Source: Professional Development in Education, Vol. 36, Nos. 1–2, (March 2010), pp. 245–262.
(Reviewed by the Portal Team)
This paper focuses on the professional and academic development of teacher educators in relation to research. It draws on findings from a small-scale, comparative study of teacher educators in two higher education institutions in the south of England.
The research was carried out in a well-established pre-1992 university and a newly established post-1992 university. Twelve interviews—with three teacher educators and three research mentors from each university—were carried out, in order to identify effective mentoring practices and other forms of support, as well as any barriers or problems encountered in developing a research profile.
An innovative aspect of the methodological approach is that beginning researchers from the teacher education faculty in both universities undertook the interviewing and co-authored the article.
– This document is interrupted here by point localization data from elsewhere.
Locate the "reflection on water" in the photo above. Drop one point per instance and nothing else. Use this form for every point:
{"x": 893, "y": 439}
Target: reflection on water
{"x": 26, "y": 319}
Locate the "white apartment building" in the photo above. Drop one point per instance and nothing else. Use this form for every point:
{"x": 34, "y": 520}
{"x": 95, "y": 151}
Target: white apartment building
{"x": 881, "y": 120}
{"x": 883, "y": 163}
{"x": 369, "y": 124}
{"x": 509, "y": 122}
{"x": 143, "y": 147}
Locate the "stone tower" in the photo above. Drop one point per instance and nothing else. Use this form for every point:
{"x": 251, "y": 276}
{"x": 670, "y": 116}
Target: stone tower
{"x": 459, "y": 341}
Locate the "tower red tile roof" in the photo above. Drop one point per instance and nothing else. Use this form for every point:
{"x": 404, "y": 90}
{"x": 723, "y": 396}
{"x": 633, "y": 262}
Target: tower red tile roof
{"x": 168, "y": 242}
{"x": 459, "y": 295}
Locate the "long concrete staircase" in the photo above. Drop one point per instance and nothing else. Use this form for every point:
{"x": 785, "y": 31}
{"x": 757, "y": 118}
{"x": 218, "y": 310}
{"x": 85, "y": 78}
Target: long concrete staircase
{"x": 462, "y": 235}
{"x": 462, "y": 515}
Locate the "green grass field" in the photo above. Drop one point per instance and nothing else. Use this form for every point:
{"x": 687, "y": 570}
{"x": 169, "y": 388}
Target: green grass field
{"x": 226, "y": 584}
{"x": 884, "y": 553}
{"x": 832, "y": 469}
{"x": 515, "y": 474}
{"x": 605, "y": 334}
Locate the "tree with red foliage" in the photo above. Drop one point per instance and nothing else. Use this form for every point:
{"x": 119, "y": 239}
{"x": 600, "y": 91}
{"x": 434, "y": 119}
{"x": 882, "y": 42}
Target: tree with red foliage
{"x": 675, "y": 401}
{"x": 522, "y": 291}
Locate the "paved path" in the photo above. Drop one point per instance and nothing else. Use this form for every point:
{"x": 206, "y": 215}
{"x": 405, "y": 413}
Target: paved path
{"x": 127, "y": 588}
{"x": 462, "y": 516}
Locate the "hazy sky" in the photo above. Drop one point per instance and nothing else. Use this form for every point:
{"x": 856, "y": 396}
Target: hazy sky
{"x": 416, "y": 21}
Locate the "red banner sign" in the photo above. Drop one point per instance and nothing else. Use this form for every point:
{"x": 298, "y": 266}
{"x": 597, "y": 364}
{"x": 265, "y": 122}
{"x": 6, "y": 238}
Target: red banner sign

Six teacher educators - five women, one man; three from each university - participated in the study. The teacher educators represented a range of ages and gender, as well as experience in schools, higher education and research, roles and responsibilities. The common factor was that they were all from a school-teaching background before they came into higher education.
Six research mentors - four women, two men; three from each university - covering a similar range, were also interviewed, making a total of 12 interviews altogether.
The study has been highly enlightening about the attitudes and research experiences of teacher educators and research mentors working in two universities. Although the historical cultures of the two institutions are very different, the patterns of transition into higher education for teacher educators and into a researcher’s role have emerged as remarkably similar, with the same major challenges and problems. At the heart of these lies a tension between the kinds of work involved in teacher education and research, in the time that each needs and the skills required.
From their accounts, the teacher educators achieved best when they received structured support, through supervision and research mentoring, appropriate for the stage that they had reached. However, the teacher educators were most enthusiastic about being engaged in collaborative work with experienced researchers, who could then model processes in real research contexts. The research mentors found these activities rewarding too.
Cultural differences between the two universities in terms of research expectations gave rise to some significant differences in the extent to which teacher educators felt valued: at the old university, the prioritisation of high-status research made it especially hard for teacher educators to feel confident about embarking on research themselves, and they and mentors felt that teacher education itself was undervalued too. This affected the teacher educators’ emerging research identity. In contrast, teacher educators and mentors at the new university felt that teaching was valued more highly than research; in a different way, this also made it hard for teacher educators to develop research identities.
The authors conclude that the need for an entitlement to and protection of research time is stressed, as well as a range of supportive practices within an active research culture. The authors argue that this aspect of teacher educators’ professional development requires as much attention as the pedagogical aspects of their role.